One dance turned into another. In between, we talked, I don’t remember about what. But it felt good, we bought each other things to drink and after a while danced some more. I turned around once, very late, to see that Chick and the others had left. We laughed about that. Then Kay said, .Here we are, a big cold beautiful WASP and a plump warm little Jew, and do you really want this kind of trouble? and if so, what are we going to do about it. .I’m not so cold,. I told her. She said, Yes you are sweetheart, but everybody’s got their reasons. We kept dancing and I held her close, thinking that what she’d said was probably true. Thinking how obviously and immediately different we were: her dark warmth and all the scholarly talk talk talk I would never be privy to, while the career I wanted was stretching gradually, logically ahead the way DeKuts had always said it would, into this collegiate annex that had nothing to do with books—the living, working fear and the need to use that fear for myself and for others, to physically win, that she would never understand either. And I thought how everything was going along just fine as it was—the path straight and clear, the work absolutely separate now from anything like love—how safe and simple that was, and how this woman I was dancing with could be a real diversion, a hammer in the works. How I didn’t really want any hassles, certainly didn’t need the thing she called This Kind of Trouble.

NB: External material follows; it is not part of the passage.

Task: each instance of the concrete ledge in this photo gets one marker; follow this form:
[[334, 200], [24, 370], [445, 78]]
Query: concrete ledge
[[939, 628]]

Dancing with her, I decided all this. And at the same time felt something in her give before anything in me did. What happened then was that the soft silent force of it pulled me right in, so that the thing I didn’t want was also somehow the very thing I needed, and I knew suddenly it was in her that I’d find it, in the dancing together of her and me, and whether I wanted it or not it was the thing I must have and be part of. I held her closer with each passing second, closer and closer without even meaning to. Until the grip was fierce, full of an irrepressible ache. Until I felt myself holding on for dear sweet life itself like someone being saved from drowning, and I couldn’t let her go, so I just kept holding on.

The Clock

(
FELIPE
)

It chimes from the hallway—Barbara’s father’s clock, old polished wood and a brass-rimmed glass case dark with age. I noticed it the first time meeting her parents. Palms soaking into the knees of my best dress trousers, scotch on the rocks swimming untouched in the tumbler before me. I was suddenly glad I’d had no time for the beach that summer and therefore no tan. It made me more acceptable to them—in other words, more white.

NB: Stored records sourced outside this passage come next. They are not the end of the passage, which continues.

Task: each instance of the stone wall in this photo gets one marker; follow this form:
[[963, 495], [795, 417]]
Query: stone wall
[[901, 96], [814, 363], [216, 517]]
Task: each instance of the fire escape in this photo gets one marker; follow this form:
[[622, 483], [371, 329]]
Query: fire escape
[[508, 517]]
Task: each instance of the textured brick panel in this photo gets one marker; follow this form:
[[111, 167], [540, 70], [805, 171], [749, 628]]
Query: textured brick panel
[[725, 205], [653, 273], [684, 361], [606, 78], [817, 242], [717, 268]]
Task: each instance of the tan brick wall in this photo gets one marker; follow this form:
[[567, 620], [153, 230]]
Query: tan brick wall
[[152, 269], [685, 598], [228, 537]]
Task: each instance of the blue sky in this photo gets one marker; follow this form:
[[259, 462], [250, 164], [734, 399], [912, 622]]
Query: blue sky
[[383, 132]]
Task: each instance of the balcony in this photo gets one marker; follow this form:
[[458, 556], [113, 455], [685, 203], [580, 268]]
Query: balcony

I focused on the clock then, right across the living room. It was enclosed in burnished brown, possessed no blue or gray Anglo-Alsatian eyes to drill the countenances of potential sons-in-law like ice picks. This comforted me at the time.

Ten, eleven, twelve, it chimes. Midnight. The gentle ringing fades. I rest in the dark, and listen.

*

I always listened at night for a sound from my daughters or my sons. Sometimes, with Barbara still asleep, I’d get out of bed, walk barefoot down the hallway. I would open the door to each room and go inside, and stand there looking at each face.

I listen now for other sounds: a car engine, squeal of the garage. Early this morning she left. I heard the press of her weight on carpeted stairs, jangle of keys before the front door creaked open and shut, and I listened to her drive away with a flame like fear in my throat. But I said, Delgado, calm yourself. Examined shadows on the ceiling. Felt the rise and fall of bed-sheets as Barbara breathed next to me, reached over once to touch the blanketed curve of her body.

I slide out of bed, throw on a robe, walk the hallways of my house feeling like a thief, as if it’s something that is not mine at all and will, in the end, be taken away. The carpet’s wall-to-wall, very thick. I love to tread it without shoes or socks, gliding across the hard-won luxury. It reminds me of a time—not so long ago—when I knew I was a man who had everything.